GPU Pro Tip: CUDA 7 Streams Simplify Concurrency

anon95180265 · June 2, 2015, 1:41pm

Could it be this issue? https://github.com/thrust/t... It's fixed in the thrust trunk, but not in the version included in CUDA 7. You could try pulling the latest from github to compare.

anon84996908 · June 3, 2015, 10:53am

Indeed that fixed it. Thanks!

anon46359231 · July 13, 2015, 8:18am

how could i enable this function in visual stdio 2012 cudaruntime 7.0 soulution. I define define the CUDA_API_PER_THREAD_DEFAULT_STREAMpreprocessor macro before I include CUDA headers kernel.cu file. but it not works. I want to konw why ?

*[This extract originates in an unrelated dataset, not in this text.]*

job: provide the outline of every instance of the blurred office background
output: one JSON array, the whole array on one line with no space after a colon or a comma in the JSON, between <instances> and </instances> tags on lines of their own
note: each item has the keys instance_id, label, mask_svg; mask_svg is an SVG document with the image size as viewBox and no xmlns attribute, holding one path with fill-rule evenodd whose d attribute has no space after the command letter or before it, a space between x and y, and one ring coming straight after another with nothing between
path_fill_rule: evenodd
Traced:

anon95180265 · July 13, 2015, 11:46pm

I don't have a windows machine in front of me, but I know that Visual Studio let's you add custom command line flags. So you could set -default-stream-per-thread on the command line. But the env variable should work too -- without seeing your code/project, I can't tell for sure why it's not working for you. Did you set it in one of the files, or in the project settings? I would set it in the environment box of the CUDA C++ project settings dialog.

anon46359231 · July 14, 2015, 1:33am

I seti it in the project. project->properties->cuda c/c++->host->preprocessor defenitions->CUDA_API_PER_THREAD_DEFAULT_STREAM

the code is the same as you, and the code is in a .cu file.

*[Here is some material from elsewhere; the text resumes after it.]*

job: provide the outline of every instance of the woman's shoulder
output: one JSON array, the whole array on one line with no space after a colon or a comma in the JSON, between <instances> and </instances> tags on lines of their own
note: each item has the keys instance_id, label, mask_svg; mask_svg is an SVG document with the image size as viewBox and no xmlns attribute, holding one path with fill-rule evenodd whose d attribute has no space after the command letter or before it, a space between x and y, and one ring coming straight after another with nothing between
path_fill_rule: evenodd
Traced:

anon23045104 · July 30, 2015, 7:10am

i wonder if the method works in windows?i have the same questions as wei that i can't enable this function in vs2010.

anon95180265 · July 31, 2015, 2:05am

It should work -- I realized there was a typo in one spot where I had `--default-stream-per-thread` when it should be `--default-stream per-thread` (note space). Can you make sure you set the flag correctly?

anon1959062 · September 10, 2015, 11:34pm

Hello, I'm not sure if this post is for this kind of question, if not please excuse me. I am compiling Caffe with cuDNN for their use with DIGITS. I got this error:

src/caffe/layers/cudnn_conv_layer.cu(56): error: identifier "cudaStreamLegacy" is undefined

src/caffe/layers/cudnn_conv_layer.cu(137): error: identifier "cudaStreamLegacy" is undefined

Could you please give any advise about it?

Thanks a lot.

anon95180265 · September 10, 2015, 11:56pm

Make sure you have CUDA 7.0 or later -- cudaStreamLegacy is new in CUDA 7.

anon1959062 · September 11, 2015, 3:29am

I installed this two versions:

cuda-repo-ubuntu1504-7-5-local_7.5-18_amd64.deb
cudnn-7.0-linux-x64-v3.0-prod.tgz

anon51788664 · November 9, 2015, 12:43pm

Hi Mark,

I am trying an spmv, so far it works fine with matrix that can fit into the GPU memory. I am about to try larger matrix which is larger than my GPU memory 4GB.
Can the streams be used in that scenario? At the moment I am passing the CSR's to the GPU and then once the GPU has the CSR's it performs the SPMV. Not sure how that would be possible with streams?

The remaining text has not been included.